RL Stevenson School
RL Stevenson School – 2051 34th Ave, San Francisco
Located in the Sunset district of San Francisco, R.L. Stevenson School educates children from K to 5th grade. In 2015, the school won monies from the SFPUC Urban Watershed Stewardship Grant, and was selected to be the first pilot site in the District to be a “Stormwater Schoolyard” demonstration project. The main outdoor space at R. L. Stevenson is split into two separate yards: South, the smaller one for younger children, and North, the larger one for the older students in the school. Both yards were fully covered with asphalt paving, sporting a few dilapidated benches along the building walls. In the north yard, three stunted trees in raised planters did not provide enough shade on hot days. While the spaces accommodated various PE activities, the students and teachers gained no further value from being outside. Flooding in the courtyards and between buildings under a covered walkway, locally referred to as the Great Stevenson Lake, was a regular winter fare.
The District awarded the improvement project to Miller Company Landscape Architects to engage in a collaborative effort between the SFUSD, SFPUC and the design team to create an exemplary schoolyard space and address the following goals:
• Revitalize the schoolyard to be safe, practical, usable, fun, stimulating, varied and dynamic;
• Reduce impermeable surface and increase storm water performance;
• Provide opportunities for formal and informal outdoor learning;
• Engage and educate all parts of the school community - teachers, students, administrators, parents and family, as well as neighbors.
With a long history of working with the SFUSD, Miller Company helped lead a year-long participatory design process before developing construction drawings. The final plan composes of rain gardens with native planting and a sunken amphitheater with permeable pavers in the south yard, and dry creek play areas with native planting, boulders and redwood log benches in both south and north yards. In place of the asphalt paving, together these now pervious areas infiltrate storm water from approximately one acre of roof and paving surfaces, and divert 475 gallons a year from the city sewer system.
The design for the storm water system is intentionally conspicuous and interactive. During rainy seasons, students will be able to see water routed from roofs into to pervious areas, and directly observe its infiltration into the ground. The flow of the water is visually enhanced by “water drops” painted on the paving, and the function of the infiltration is further addressed in interpretative signs at each area.

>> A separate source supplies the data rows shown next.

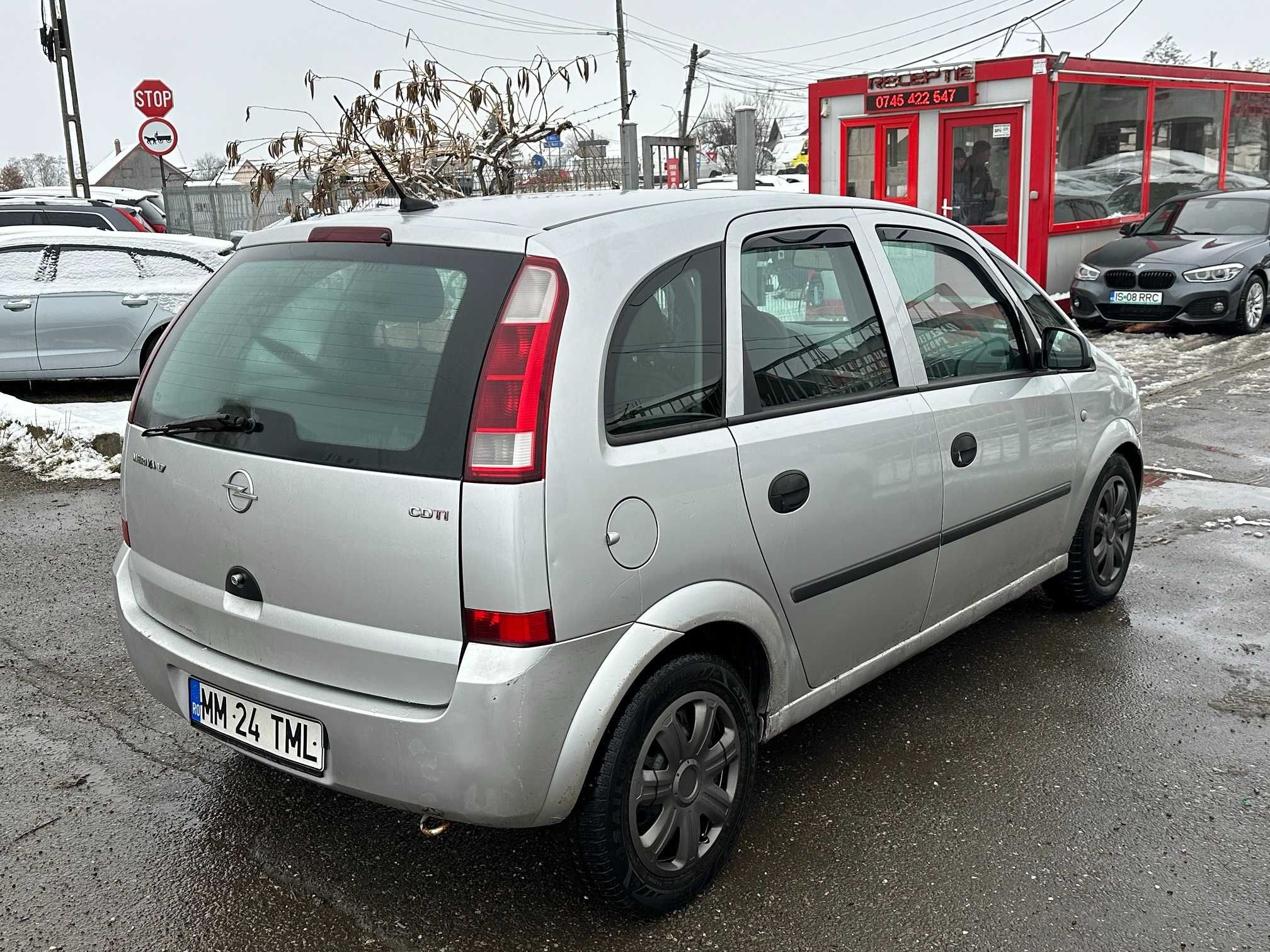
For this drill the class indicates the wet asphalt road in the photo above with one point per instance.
(1041, 781)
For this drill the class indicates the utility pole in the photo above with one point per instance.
(687, 92)
(56, 41)
(687, 102)
(621, 61)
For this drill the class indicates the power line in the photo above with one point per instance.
(411, 31)
(526, 26)
(986, 36)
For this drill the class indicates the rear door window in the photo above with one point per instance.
(665, 365)
(356, 356)
(20, 266)
(809, 323)
(9, 218)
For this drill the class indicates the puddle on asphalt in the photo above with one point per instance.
(1161, 492)
(1250, 697)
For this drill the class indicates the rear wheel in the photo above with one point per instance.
(1102, 546)
(673, 776)
(1252, 307)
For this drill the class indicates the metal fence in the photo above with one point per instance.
(221, 208)
(571, 176)
(216, 211)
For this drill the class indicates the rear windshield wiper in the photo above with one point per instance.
(215, 423)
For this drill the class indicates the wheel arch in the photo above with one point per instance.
(723, 617)
(1118, 437)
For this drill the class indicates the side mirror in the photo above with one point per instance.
(1065, 349)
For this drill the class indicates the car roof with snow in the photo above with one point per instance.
(507, 220)
(45, 235)
(98, 192)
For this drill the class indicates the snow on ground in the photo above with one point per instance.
(62, 441)
(1161, 362)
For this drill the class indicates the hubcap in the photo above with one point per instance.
(686, 781)
(1113, 531)
(1255, 305)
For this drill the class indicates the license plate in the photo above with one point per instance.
(1137, 297)
(278, 734)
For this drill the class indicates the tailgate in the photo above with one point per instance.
(338, 504)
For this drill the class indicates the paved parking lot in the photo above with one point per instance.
(1041, 781)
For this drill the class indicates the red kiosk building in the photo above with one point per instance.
(1046, 156)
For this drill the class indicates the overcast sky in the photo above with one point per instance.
(220, 56)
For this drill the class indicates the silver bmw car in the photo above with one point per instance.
(551, 508)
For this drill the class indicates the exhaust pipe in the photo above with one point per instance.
(432, 825)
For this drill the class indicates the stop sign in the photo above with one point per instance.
(152, 98)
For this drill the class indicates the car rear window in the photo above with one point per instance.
(356, 356)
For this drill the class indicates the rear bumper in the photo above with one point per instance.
(488, 757)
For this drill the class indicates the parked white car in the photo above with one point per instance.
(81, 302)
(147, 203)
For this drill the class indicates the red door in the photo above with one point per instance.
(879, 159)
(981, 181)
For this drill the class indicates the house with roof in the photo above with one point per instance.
(136, 168)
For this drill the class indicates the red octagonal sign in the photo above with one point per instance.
(152, 98)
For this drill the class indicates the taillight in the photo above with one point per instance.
(137, 222)
(507, 442)
(508, 628)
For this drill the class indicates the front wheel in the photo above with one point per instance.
(672, 778)
(1102, 546)
(1252, 307)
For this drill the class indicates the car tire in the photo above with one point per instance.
(1101, 550)
(622, 848)
(1254, 297)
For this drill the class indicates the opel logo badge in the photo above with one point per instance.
(241, 490)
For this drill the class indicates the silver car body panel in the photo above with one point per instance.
(18, 353)
(357, 594)
(89, 329)
(487, 757)
(507, 735)
(96, 326)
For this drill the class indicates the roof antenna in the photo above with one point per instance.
(409, 203)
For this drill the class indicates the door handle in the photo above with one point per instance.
(964, 450)
(789, 492)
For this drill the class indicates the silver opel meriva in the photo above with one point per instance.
(552, 508)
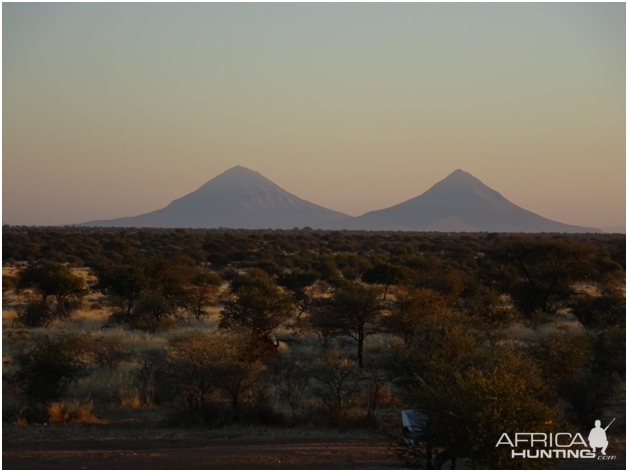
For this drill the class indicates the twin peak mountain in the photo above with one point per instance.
(242, 198)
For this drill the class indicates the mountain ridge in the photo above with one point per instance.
(243, 198)
(459, 202)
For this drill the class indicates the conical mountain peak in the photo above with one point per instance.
(459, 202)
(237, 198)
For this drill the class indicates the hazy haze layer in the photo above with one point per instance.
(118, 109)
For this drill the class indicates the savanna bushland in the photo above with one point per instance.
(316, 330)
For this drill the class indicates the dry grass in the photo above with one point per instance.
(131, 398)
(71, 412)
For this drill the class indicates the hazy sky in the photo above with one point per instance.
(113, 110)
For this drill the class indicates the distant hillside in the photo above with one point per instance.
(460, 202)
(237, 198)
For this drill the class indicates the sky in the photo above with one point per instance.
(112, 110)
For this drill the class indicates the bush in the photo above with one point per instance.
(71, 412)
(45, 370)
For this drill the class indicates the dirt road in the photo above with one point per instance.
(199, 454)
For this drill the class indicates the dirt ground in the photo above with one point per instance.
(255, 453)
(223, 453)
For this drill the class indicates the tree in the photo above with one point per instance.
(202, 292)
(548, 270)
(337, 383)
(123, 285)
(257, 306)
(45, 369)
(386, 275)
(191, 367)
(466, 415)
(355, 310)
(410, 308)
(291, 376)
(51, 281)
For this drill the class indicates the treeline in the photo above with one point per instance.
(446, 308)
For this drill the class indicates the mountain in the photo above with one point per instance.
(237, 198)
(460, 202)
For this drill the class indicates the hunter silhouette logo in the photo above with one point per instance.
(597, 437)
(558, 445)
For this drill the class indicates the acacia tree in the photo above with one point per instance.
(201, 293)
(410, 308)
(257, 306)
(386, 275)
(548, 270)
(355, 310)
(60, 291)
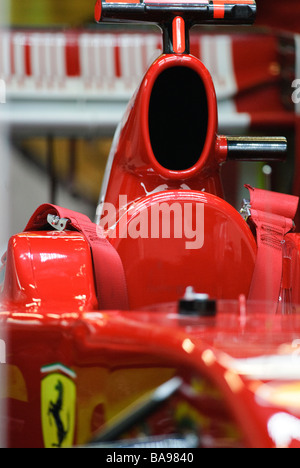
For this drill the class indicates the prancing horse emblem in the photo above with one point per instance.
(54, 412)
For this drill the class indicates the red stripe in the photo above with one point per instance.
(27, 60)
(117, 61)
(72, 60)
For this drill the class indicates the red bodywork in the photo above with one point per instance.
(240, 368)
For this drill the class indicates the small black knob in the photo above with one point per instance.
(197, 305)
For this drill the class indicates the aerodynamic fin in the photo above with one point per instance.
(177, 16)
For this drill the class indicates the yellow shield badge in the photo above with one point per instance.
(58, 403)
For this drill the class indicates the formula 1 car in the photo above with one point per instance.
(173, 320)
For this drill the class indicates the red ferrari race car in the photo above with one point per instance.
(173, 320)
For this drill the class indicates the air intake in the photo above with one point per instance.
(178, 118)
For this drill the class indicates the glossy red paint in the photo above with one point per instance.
(178, 28)
(135, 170)
(160, 264)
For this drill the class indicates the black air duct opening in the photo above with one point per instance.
(178, 118)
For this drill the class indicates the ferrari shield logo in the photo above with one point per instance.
(58, 400)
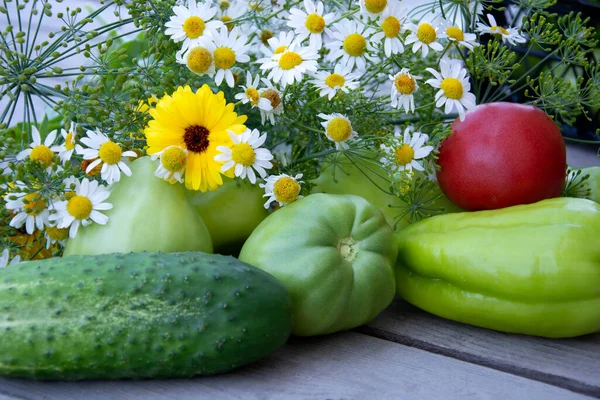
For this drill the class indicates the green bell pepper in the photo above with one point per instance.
(531, 269)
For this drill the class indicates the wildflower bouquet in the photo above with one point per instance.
(277, 93)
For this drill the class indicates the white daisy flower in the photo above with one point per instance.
(106, 153)
(30, 209)
(424, 36)
(402, 153)
(510, 35)
(246, 155)
(191, 23)
(457, 35)
(350, 44)
(251, 94)
(38, 151)
(274, 96)
(65, 150)
(341, 79)
(311, 23)
(6, 256)
(172, 164)
(199, 58)
(454, 86)
(338, 129)
(404, 86)
(291, 65)
(390, 22)
(282, 189)
(230, 48)
(83, 208)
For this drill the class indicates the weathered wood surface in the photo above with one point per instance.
(342, 366)
(569, 363)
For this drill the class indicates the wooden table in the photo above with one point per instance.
(404, 353)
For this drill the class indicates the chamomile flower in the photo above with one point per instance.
(106, 153)
(458, 36)
(390, 22)
(65, 150)
(246, 155)
(402, 153)
(454, 88)
(199, 58)
(350, 44)
(173, 160)
(30, 209)
(338, 129)
(274, 96)
(191, 23)
(510, 35)
(424, 36)
(283, 189)
(230, 48)
(82, 208)
(291, 65)
(251, 94)
(341, 79)
(404, 86)
(311, 23)
(38, 151)
(6, 256)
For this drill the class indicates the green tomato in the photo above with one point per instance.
(230, 213)
(335, 255)
(148, 214)
(350, 180)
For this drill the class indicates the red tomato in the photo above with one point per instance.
(501, 155)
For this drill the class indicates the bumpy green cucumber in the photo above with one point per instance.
(137, 315)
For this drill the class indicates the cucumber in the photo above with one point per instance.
(137, 315)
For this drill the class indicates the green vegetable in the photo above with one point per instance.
(148, 214)
(532, 269)
(137, 315)
(334, 253)
(230, 213)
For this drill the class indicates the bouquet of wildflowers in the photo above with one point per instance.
(273, 92)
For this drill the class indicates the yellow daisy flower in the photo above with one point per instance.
(197, 122)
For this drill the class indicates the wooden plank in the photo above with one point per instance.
(341, 366)
(572, 364)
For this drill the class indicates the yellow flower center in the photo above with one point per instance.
(286, 189)
(110, 153)
(42, 154)
(80, 207)
(273, 96)
(375, 6)
(426, 33)
(194, 27)
(455, 33)
(224, 57)
(290, 60)
(57, 234)
(243, 154)
(339, 129)
(34, 204)
(405, 84)
(173, 159)
(315, 23)
(69, 142)
(253, 95)
(452, 88)
(335, 80)
(355, 44)
(199, 60)
(499, 28)
(391, 26)
(404, 154)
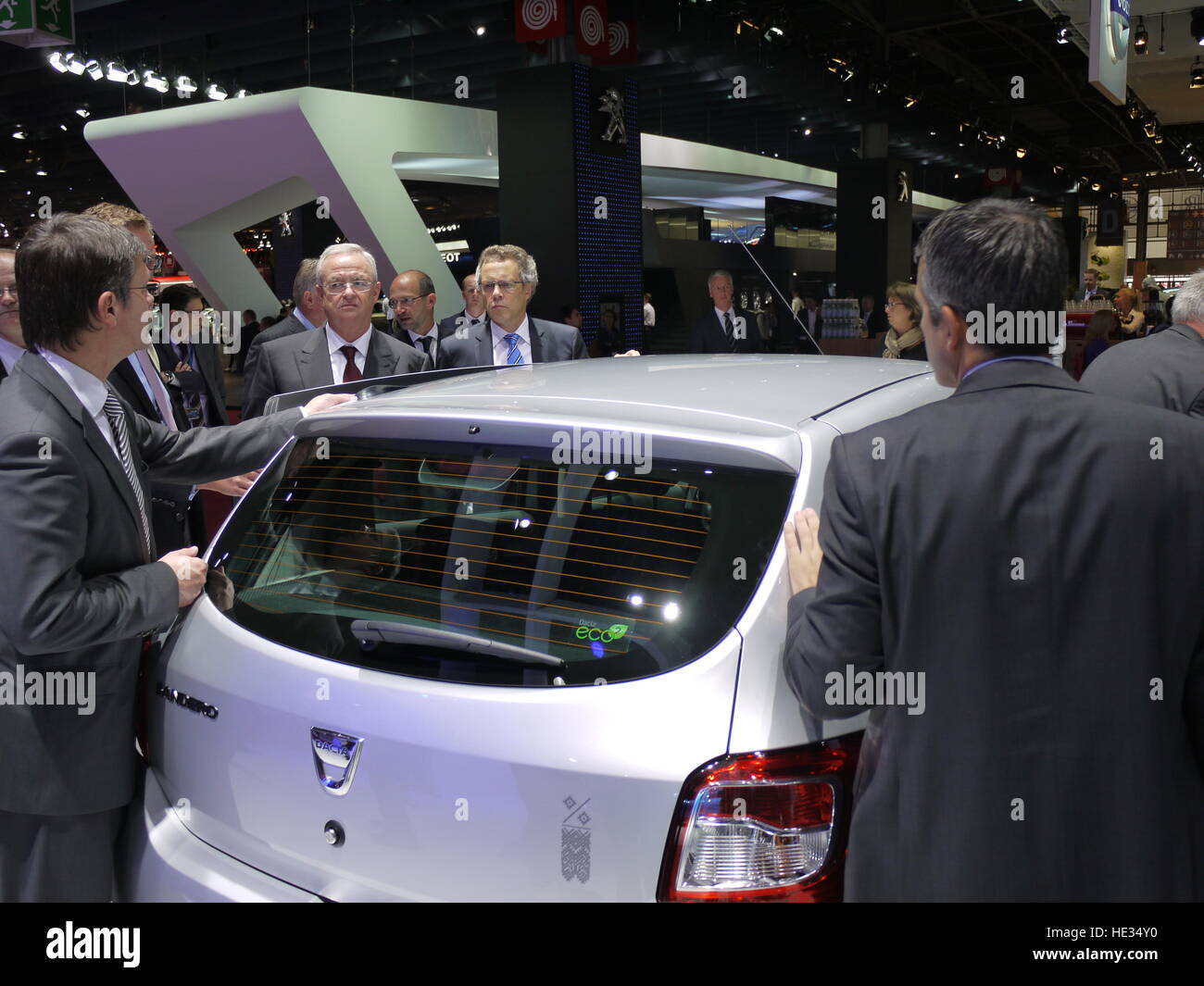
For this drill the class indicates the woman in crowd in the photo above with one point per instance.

Beyond storm water diversion, the new spaces bring nature closer to children growing up in highly urbanized neighborhoods, and help instill a sense of stewardship for the environment and water conservation awareness in 500 students and their families. Fifteen new trees will help provide shade and wildlife habitat, and the understory native planting is intended to strengthen the school’s outdoor education program. New picnic tables add a valuable socializing and study opportunities out in the open.
Construction of the pilot project finished in the fall of 2018, with a ribbon cutting ceremony celebrated by students, teacher, administrators and wide range of City Officials.